La salud, tal como la define la Organización Mundial de la Salud (OMS), es un estado de completo bienestar físico, mental y social, y no solo la ausencia de enfermedad o dolencia, es decir, se refiere al estado integral de un individuo.
El aspecto social de la salud y la enfermedad viene determinado por factores socioeconómicos y demográficos. En efecto, las enfermedades se presentan de forma diferente, aun dentro de la misma sociedad, y existen marcadas variaciones dependiendo de la edad, el sexo la raza, la orientación sexual y la localización geográfica.
Así, aunque uno de los grandes logros del siglo XX ha sido el aumento de la expectativa de vida de la población, unido a una importante reducción de la mortalidad por cause de la enfermedad, siguen existiendo enormes diferencias en cuento a calidad de vida y mortalidad entre los distintos grupos étnicos y socioeconómicos.
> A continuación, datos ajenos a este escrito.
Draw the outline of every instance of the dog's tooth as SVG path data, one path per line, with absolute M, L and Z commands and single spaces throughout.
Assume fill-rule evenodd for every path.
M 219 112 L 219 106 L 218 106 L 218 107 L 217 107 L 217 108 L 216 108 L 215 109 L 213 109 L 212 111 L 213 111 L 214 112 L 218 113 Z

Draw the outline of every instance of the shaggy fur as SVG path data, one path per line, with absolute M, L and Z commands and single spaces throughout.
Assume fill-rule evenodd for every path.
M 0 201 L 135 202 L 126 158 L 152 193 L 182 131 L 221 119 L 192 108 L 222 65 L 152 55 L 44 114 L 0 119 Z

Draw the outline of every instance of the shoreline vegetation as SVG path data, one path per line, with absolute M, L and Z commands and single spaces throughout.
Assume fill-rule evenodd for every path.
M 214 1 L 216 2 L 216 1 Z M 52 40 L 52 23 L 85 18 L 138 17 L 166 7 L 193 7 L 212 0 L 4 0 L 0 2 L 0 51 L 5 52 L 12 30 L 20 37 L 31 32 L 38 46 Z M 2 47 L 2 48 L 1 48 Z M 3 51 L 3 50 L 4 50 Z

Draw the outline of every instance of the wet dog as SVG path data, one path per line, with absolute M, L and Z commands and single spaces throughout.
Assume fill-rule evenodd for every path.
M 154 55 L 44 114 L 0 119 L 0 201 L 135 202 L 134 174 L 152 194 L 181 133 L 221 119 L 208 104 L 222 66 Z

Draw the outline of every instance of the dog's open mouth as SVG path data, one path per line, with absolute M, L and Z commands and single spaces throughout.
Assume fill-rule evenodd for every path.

A veces, por no tener acceso a los nuevos avances científico-tecnológicos, como las pruebas diagnosticas o tratamientos muy novedosos, y a veces por estar más expuestos a factores de riesgo.
Dichos factores se refieren a características y conductas personales que incrementan la probabilidad de enfermar. Algunos no podemos controlarlos, pero hay muchos en los que podemos influir para prevenir ciertas enfermedades.